Women and children, the elderly and the infirm were immediately sent to the gas chambers. My own grandfather survived one month and one day of slave labor in the first Dutch transport until August 18, 1942.
His sister Gertje van Hasselt, her school headmaster husband Simon, and their two daughters, Hermi, 14, and nine-year-old Sophia, were killed on arrival on 12 February 1943.
From 1941 to 1945, approximately one million European Jews were killed. But among the dead were about 70,000 Polish prisoners, 21,000 Roma and 15,000 Soviet prisoners of war, and an unknown number of gay men.

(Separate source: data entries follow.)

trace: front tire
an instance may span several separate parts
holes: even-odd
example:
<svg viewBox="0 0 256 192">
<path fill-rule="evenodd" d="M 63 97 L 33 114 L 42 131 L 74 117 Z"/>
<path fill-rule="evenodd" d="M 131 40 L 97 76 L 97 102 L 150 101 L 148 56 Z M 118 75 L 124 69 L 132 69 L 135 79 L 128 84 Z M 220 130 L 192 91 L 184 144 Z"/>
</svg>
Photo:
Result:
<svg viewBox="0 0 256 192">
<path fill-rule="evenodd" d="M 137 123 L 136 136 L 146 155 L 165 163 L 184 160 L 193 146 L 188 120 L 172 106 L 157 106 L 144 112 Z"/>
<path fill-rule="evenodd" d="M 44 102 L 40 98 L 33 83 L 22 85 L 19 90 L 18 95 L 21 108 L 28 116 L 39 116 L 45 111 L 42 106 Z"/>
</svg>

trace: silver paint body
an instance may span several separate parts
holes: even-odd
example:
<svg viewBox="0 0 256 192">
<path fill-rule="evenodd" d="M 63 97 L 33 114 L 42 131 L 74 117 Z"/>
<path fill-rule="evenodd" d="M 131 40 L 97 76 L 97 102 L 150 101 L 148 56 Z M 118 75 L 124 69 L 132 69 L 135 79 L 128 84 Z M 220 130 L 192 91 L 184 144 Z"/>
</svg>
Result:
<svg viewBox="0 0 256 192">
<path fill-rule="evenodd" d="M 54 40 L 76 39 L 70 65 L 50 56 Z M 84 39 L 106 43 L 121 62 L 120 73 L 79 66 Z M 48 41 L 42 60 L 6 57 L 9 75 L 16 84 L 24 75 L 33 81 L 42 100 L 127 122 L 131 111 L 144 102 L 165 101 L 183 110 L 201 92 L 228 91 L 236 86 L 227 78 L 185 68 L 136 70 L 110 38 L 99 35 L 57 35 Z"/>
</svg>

Auschwitz drew 1.83 million visitors last year, and despite being closed for the memorial, large numbers spent the weekend wandering around the museum in Auschwitz I, and then the desolate, sprawling site of Birkenau.
The size of the site is terrible. The remains of most of the blocks have been fenced off. But when the Nazis sought to destroy the evidence, the ruins of two gas chambers and a crematoria remained.
An 18-year-old from Lancashire, who was staying with a group of friends, said: “Being here makes you sad. You don’t know how sad you are until you see it.
“Of course you learn about it, but it’s crazy when you see it in real life,” said another. “It’s crazy to think that some people don’t think it exists.”
Far-right parties have made big gains in many European countries, even in Germany where Alternative für Deutschland (AfD) is second in opinion polls ahead of next month’s election.
Historian Susan Willems, who has brought groups to Auschwitz for years, took a police team from Berlin to Auschwitz last week to explain the rise of Nazism and how any military-style hierarchy risks devolving into totalitarianism.
“I am doing this work to help these people have a clear understanding of what the limits of police action should be, and that it is their decision to obey or disobey whatever they are asked to do, and that they have the right to refuse anything that violates human rights based on their understanding;
Among those not in Poland for the commemoration is well-known Italian Auschwitz survivor Liliana Segre, 94, who will instead attend events in Rome.
Segre, a senator for life, will receive police protection amid a new wave of anti-Semitic attacks on social media following the release of a documentary on her life this month.
Her father and grandparents were all killed in Berkenau, but like Jonas Lax, she survived the Nazi death march to Malchow near the Ravensbrück concentration camp as a teenager.
“(Segre) often says to me, ‘I’m tired of insults,'” said Roberto Jarac, director of the Milan Holocaust Memorial.